One can show that the group $A(N)$ generated by all permutations $\pi_{d\vert N}$
associated to divisors of $N$ is abelian. (The group
$A(N)$ is in fact generated by $\pi_{p\vert N}$ for $p$ running through
all prime divisors of $N$.)
Example: $A(p^k)$ is cyclic of order $k$ if $p$ is prime.
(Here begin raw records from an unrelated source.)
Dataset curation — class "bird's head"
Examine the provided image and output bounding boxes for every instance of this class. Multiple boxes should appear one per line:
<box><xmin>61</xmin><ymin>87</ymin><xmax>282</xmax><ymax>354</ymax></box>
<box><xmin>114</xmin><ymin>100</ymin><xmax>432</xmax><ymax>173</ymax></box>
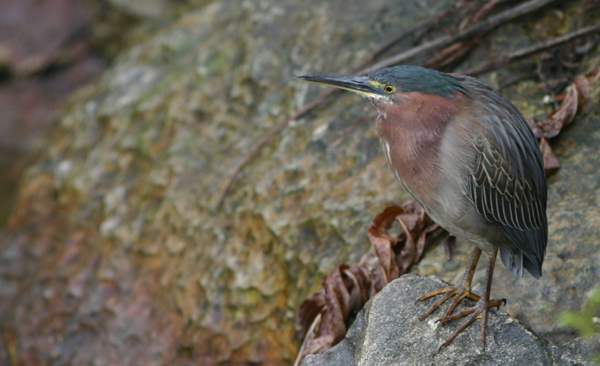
<box><xmin>296</xmin><ymin>65</ymin><xmax>468</xmax><ymax>107</ymax></box>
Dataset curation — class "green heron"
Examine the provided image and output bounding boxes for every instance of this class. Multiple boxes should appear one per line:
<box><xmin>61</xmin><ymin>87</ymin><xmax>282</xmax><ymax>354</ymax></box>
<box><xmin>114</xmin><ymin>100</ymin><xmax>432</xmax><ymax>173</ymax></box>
<box><xmin>296</xmin><ymin>66</ymin><xmax>547</xmax><ymax>350</ymax></box>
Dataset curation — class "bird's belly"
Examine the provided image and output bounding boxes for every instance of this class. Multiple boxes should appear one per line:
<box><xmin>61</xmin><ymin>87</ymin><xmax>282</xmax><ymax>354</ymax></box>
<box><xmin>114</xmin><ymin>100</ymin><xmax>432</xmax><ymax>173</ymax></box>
<box><xmin>425</xmin><ymin>204</ymin><xmax>500</xmax><ymax>254</ymax></box>
<box><xmin>380</xmin><ymin>137</ymin><xmax>503</xmax><ymax>255</ymax></box>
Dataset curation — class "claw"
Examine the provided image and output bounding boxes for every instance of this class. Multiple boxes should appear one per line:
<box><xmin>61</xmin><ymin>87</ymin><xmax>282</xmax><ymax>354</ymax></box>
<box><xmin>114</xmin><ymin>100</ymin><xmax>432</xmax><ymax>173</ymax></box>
<box><xmin>441</xmin><ymin>308</ymin><xmax>484</xmax><ymax>348</ymax></box>
<box><xmin>418</xmin><ymin>248</ymin><xmax>504</xmax><ymax>351</ymax></box>
<box><xmin>418</xmin><ymin>287</ymin><xmax>462</xmax><ymax>321</ymax></box>
<box><xmin>418</xmin><ymin>248</ymin><xmax>482</xmax><ymax>322</ymax></box>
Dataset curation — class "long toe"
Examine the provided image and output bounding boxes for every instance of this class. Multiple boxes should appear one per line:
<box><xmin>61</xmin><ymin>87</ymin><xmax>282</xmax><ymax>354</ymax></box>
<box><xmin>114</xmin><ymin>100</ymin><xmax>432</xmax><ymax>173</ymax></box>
<box><xmin>419</xmin><ymin>287</ymin><xmax>460</xmax><ymax>321</ymax></box>
<box><xmin>437</xmin><ymin>296</ymin><xmax>505</xmax><ymax>351</ymax></box>
<box><xmin>441</xmin><ymin>308</ymin><xmax>484</xmax><ymax>349</ymax></box>
<box><xmin>418</xmin><ymin>286</ymin><xmax>458</xmax><ymax>302</ymax></box>
<box><xmin>444</xmin><ymin>289</ymin><xmax>481</xmax><ymax>318</ymax></box>
<box><xmin>418</xmin><ymin>285</ymin><xmax>481</xmax><ymax>321</ymax></box>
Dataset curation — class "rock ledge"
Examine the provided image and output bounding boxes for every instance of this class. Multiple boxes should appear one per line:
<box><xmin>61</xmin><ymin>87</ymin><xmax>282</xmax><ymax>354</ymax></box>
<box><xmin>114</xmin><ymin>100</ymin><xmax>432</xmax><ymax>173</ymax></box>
<box><xmin>302</xmin><ymin>274</ymin><xmax>598</xmax><ymax>366</ymax></box>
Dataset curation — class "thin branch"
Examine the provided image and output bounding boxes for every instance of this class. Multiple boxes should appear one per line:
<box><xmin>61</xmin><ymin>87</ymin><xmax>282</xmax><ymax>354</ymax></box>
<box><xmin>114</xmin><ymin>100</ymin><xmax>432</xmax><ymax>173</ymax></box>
<box><xmin>331</xmin><ymin>111</ymin><xmax>378</xmax><ymax>147</ymax></box>
<box><xmin>463</xmin><ymin>23</ymin><xmax>600</xmax><ymax>76</ymax></box>
<box><xmin>459</xmin><ymin>0</ymin><xmax>504</xmax><ymax>31</ymax></box>
<box><xmin>350</xmin><ymin>4</ymin><xmax>460</xmax><ymax>74</ymax></box>
<box><xmin>293</xmin><ymin>313</ymin><xmax>323</xmax><ymax>366</ymax></box>
<box><xmin>215</xmin><ymin>88</ymin><xmax>337</xmax><ymax>209</ymax></box>
<box><xmin>357</xmin><ymin>0</ymin><xmax>560</xmax><ymax>75</ymax></box>
<box><xmin>423</xmin><ymin>39</ymin><xmax>482</xmax><ymax>70</ymax></box>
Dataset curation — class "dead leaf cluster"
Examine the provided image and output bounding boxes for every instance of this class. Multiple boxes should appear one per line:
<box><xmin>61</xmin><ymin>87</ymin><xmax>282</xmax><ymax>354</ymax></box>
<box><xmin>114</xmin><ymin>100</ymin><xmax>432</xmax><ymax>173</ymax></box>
<box><xmin>529</xmin><ymin>68</ymin><xmax>600</xmax><ymax>174</ymax></box>
<box><xmin>294</xmin><ymin>202</ymin><xmax>441</xmax><ymax>365</ymax></box>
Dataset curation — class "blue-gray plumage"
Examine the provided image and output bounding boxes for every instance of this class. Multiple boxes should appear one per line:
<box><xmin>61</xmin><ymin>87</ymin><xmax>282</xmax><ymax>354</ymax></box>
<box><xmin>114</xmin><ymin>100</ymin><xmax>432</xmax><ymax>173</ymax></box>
<box><xmin>463</xmin><ymin>76</ymin><xmax>547</xmax><ymax>279</ymax></box>
<box><xmin>296</xmin><ymin>65</ymin><xmax>548</xmax><ymax>351</ymax></box>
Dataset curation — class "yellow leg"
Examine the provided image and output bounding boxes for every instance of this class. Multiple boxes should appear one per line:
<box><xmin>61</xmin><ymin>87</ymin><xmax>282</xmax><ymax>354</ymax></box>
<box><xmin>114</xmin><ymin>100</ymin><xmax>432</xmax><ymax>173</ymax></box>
<box><xmin>418</xmin><ymin>248</ymin><xmax>506</xmax><ymax>351</ymax></box>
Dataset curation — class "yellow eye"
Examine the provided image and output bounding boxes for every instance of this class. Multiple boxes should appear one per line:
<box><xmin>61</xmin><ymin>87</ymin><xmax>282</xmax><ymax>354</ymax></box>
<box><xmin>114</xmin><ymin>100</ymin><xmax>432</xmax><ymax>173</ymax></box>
<box><xmin>384</xmin><ymin>85</ymin><xmax>395</xmax><ymax>94</ymax></box>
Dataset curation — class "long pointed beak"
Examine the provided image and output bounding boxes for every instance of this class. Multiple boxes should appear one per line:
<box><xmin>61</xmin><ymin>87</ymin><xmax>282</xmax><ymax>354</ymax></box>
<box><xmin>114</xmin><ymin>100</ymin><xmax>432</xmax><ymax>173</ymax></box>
<box><xmin>295</xmin><ymin>74</ymin><xmax>385</xmax><ymax>98</ymax></box>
It seems that $A(N)$ is fairly small:
I have no example of $N\geq 3$ such that $A(N)$ has more than $N-2$ elements.
(It is however not cyclic
in general.)
What does the group $A(N)$ measure?
Best Answer
All the $\tau$'s fix $0$ so we can look at how they behave on the set $\{1,2,\dots,N-1\}$. We have $$\tau_{d|N}(kd+r)=k+\frac{rN}{d}=\left[\frac{N}{d}(kd+r)\right]_{\pmod{N-1}}$$ where $[a]_{\pmod{N-1}}$ is the unique integer in $\{1,2,\dots, N-1\}$ congruent to $a\pmod{N-1}$. So $\tau_{d|N}$ is the same as multiplication by $\frac{N}{d}$ modulo $N-1$.
Therefore we see that the group $A(N)$ is the subgroup of $(\mathbb Z/(N-1)\mathbb Z)^{\times}$ generated by the divisors of $N$, therefore $$|A(N)|\le \varphi(N-1)\le N-2$$ as predicted by the OP.